Pathological and Molecular Characterization of Rice Blast Pathogenicity Factor AVR-Pita 1 in Field Isolates

Authors: Jia, Yulin; CORRELL, JAMES - University Of Arkansas; LEE, FLEET - University Of Arkansas

Submitted to: Annual International Plant & Animal Genome Conference
Publication Type: Experiment Station
Publication Acceptance Date: 5/30/2012
Publication Date: 8/3/2012
Citation: Jia, Y., Correll, J.C., Lee, F.N. 2012. Pathological and Molecular Characterization of Rice Blast Pathogenicity Factor AVR-Pita 1 in Field Isolates. Annual International Plant & Animal Genome Conference. Page 53-72 in b.R. Wells Rice Research Studies 2011.

Interpretive Summary: The rice blast resistance gene Pi-ta has been effective in managing rice blast disease in Arkansas and the Southern US. The AVR-Pita1 gene in the pathogen, Maganporthe oryzae, encodes a metalloprotease that determines the efficacy of Pi-ta mediated blast resistance. Analysis of genetic variation of AVR-Pita1 in field isolates of the pathogen has lead to a better understanding of the stability of rice blast resistance. In the present study, race identity in 126 field blast isolates was determined, the AVR-Pita1 alleles were sequenced, and pathogenicity toward cultivars containing Pi-ta and lacking Pi-ta was determined. It was found that most of sequence variation in AVR-Pita1 results in altered metalloproteases in avirulent isolates. However, in isolates that attack Pi-ta resistance gene, AVR-Pita1 metalloproteases were found to be “destroyed” through various genetic mechanisms. For the first time, we provided evidence to demonstrate molecular mechanisms of the instability of rice blast resistance and the evolution of virulence in the pathogen.

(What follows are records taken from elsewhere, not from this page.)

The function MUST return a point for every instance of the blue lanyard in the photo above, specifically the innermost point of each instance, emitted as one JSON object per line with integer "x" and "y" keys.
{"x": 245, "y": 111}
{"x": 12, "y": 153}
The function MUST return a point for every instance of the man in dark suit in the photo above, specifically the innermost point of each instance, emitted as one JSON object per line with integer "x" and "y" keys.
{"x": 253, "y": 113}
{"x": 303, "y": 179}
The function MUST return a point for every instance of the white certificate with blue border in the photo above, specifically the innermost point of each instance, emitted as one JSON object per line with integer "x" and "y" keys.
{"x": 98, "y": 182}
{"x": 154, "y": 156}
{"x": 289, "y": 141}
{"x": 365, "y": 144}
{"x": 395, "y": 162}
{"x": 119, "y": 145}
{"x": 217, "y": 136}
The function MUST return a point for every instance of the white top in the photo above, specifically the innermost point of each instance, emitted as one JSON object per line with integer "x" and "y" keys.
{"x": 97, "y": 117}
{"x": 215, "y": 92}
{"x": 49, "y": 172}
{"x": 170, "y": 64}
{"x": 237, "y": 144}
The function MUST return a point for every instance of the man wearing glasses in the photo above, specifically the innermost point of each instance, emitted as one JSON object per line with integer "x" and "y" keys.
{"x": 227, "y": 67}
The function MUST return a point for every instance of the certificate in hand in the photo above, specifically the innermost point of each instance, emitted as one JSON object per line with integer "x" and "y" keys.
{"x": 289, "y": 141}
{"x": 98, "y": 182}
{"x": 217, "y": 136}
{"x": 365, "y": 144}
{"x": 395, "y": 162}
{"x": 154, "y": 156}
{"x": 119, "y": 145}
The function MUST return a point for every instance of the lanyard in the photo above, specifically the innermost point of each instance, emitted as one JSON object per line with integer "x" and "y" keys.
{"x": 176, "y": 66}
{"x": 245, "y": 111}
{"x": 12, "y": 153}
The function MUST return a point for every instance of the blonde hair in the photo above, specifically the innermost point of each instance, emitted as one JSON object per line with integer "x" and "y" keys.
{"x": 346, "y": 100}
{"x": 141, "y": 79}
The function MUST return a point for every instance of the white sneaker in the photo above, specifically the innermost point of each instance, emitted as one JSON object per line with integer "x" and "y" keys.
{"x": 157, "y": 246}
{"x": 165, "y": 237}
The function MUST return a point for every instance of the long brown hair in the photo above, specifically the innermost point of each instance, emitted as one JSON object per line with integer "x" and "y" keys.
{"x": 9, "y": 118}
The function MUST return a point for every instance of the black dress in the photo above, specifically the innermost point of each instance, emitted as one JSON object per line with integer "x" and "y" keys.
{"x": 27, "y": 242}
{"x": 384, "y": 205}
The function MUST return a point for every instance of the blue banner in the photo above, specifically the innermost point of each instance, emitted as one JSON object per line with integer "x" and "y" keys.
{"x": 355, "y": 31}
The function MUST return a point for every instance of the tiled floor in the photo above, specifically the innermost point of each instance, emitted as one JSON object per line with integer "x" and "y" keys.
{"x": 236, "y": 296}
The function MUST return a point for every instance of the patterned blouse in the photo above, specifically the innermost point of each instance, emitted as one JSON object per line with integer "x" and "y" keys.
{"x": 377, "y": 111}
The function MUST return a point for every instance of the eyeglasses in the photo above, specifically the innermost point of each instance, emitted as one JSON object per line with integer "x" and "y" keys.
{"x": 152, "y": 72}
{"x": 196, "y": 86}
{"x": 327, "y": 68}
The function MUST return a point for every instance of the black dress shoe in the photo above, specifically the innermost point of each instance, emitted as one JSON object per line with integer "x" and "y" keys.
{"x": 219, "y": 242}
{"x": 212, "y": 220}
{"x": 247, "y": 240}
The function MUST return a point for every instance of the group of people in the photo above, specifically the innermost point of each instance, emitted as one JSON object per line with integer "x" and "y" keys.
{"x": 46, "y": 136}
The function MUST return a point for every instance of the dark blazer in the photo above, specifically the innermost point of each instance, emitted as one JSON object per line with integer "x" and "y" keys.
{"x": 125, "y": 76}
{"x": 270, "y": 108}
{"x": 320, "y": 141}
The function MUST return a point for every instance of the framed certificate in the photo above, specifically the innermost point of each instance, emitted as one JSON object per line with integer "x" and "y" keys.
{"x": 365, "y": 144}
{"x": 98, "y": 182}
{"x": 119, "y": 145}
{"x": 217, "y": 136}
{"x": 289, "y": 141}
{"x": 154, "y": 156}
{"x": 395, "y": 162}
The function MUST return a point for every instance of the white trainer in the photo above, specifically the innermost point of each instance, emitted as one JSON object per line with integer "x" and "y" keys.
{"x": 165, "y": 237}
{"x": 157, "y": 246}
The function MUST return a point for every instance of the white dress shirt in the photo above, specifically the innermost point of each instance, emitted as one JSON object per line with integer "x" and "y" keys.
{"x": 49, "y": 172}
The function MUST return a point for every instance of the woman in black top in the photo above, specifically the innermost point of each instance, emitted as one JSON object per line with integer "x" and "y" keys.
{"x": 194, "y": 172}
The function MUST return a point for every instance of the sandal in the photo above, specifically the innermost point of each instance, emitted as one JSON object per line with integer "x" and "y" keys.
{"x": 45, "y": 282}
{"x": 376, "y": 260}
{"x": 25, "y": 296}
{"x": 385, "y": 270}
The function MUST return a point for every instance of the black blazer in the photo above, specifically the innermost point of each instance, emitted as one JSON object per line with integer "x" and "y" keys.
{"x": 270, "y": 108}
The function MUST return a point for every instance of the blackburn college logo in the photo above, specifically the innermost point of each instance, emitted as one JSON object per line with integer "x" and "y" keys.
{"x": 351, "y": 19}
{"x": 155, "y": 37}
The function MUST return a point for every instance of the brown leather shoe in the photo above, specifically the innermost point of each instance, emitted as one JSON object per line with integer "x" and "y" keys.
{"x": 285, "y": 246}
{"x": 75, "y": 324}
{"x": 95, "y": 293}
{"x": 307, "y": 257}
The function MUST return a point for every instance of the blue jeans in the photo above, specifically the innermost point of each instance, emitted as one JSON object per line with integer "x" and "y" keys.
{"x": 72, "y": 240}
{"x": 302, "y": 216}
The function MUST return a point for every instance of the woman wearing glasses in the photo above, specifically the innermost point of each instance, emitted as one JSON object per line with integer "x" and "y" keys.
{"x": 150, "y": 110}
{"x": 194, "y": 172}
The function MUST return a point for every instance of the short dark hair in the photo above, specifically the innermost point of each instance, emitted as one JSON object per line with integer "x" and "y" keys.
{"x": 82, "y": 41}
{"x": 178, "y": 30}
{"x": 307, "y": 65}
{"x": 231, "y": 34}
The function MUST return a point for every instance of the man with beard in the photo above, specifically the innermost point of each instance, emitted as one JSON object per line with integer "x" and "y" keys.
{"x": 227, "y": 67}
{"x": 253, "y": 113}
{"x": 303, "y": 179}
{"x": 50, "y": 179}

Technical Abstract: The rice blast resistance gene Pi-ta has been effective in managing rice blast disease in Arkansas and the Southern US. The AVR-Pita1 gene in the pathogen, Maganporthe oryzae, encodes a metalloprotease that determines the efficacy of Pi-ta mediated blast resistance. Analysis of genetic variation of AVR-Pita1 in field isolates of the pathogen has lead to a better understanding of the stability of rice blast resistance. In the present study, race identity in 126 field blast isolates was determined, the AVR-Pita1 alleles were sequenced, and pathogenicity toward cultivars containing Pi-ta and lacking Pi-ta was determined. It was found that most of sequence variation in AVR-Pita1 results in altered metalloproteases in avirulent isolates. However, in isolates that attack Pi-ta resistance gene, AVR-Pita1 metalloproteases were found to be “destroyed” through various genetic mechanisms. For the first time, we provided evidence to demonstrate molecular mechanisms of the instability of rice blast resistance and the evolution of virulence in the pathogen.